On May 12 and 13, the next installment in the Beethoven and American Masters Festival will be live at the Kennedy Center. Be sure and read Nicole Lacroix’s articles about the series in our blog and in the May issue of WETA Magazine.
This concert will feature Ludwig van Beethoven’s Eighth and Seventh Symphonies and George Walker’s Sinfonia No. 5, “Visions”.
Beethoven’s Symphony No. 7 in A major, Op. 92 (memorably dubbed “the apotheosis of the dance” by Richard Wagner) and his Symphony No. 8 in F major, Op. 93 were both completed in 1812. Interestingly, neither symphony has a slow movement; even the elegiac second movement of the Seventh Symphony is marked “allegretto” (though a tradition of conductors defying the composer and taking it slowly persisted for generations). They could be said to be the last symphonies of Beethoven’s “middle period”.
American composer George Walker (1922-2018) was the topic of a Classical Breakdown episode last season in conversation with Walker’s longtime friend, Dr. Mickey Terry. Walker composed five single-movement works that he entitled “Sinfonia”; the last of these, the Sinfonia No. 5, is entitled “Visions” and was completed in 2016. It is the composer’s response to the abomination that occurred at “Mother Emanuel” AME Church in Charleston, South Carolina when nine people old and young lost their lives to a gunman who, days before his monstrous crime, had posed on social media waving a Confederate flag. The “Visions” Sinfonia is Walker’s last completed composition. Its first performance was for a recording on the Albany Records label by Sinfonia Varsovia conducted by Ian Hobson.

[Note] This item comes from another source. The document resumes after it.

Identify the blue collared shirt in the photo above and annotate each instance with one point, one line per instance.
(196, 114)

The score includes rhythmic speaking parts (the composer specified that the work can be performed with or without these) that are a veiled evocation of the port of Charleston and the agonies of enslavement, such as in phrases like
The sun sets deep into the sea
And ships glide stealthily
or this utterance, heard in the Sinfonia’s final minutes:
I see the harbors and the ports where men enslaved
Were beaten, chained, auctioned and bought.
Maestro Noseda’s decision to juxtapose this work with two of Beethoven’s most ebullient orchestral compositions is a fascinating choice. Arguably a thread that runs through them is the struggle for human freedom and dignity in the face of violence and oppression. So much of Beethoven’s music is a response to the Napoleonic wars and the dramatic changes in governance and social structures in European society in his lifetime, with the decay of systems of despotism and a striving — sometimes disastrously, sometimes hopefully — toward something freer and better. Walker’s “Visions” Sinfonia is a remembrance of the enormities of history, laced with an insistence not only on not forgetting those horrors, but on dauntlessly persevering in a demand for liberation in every sense.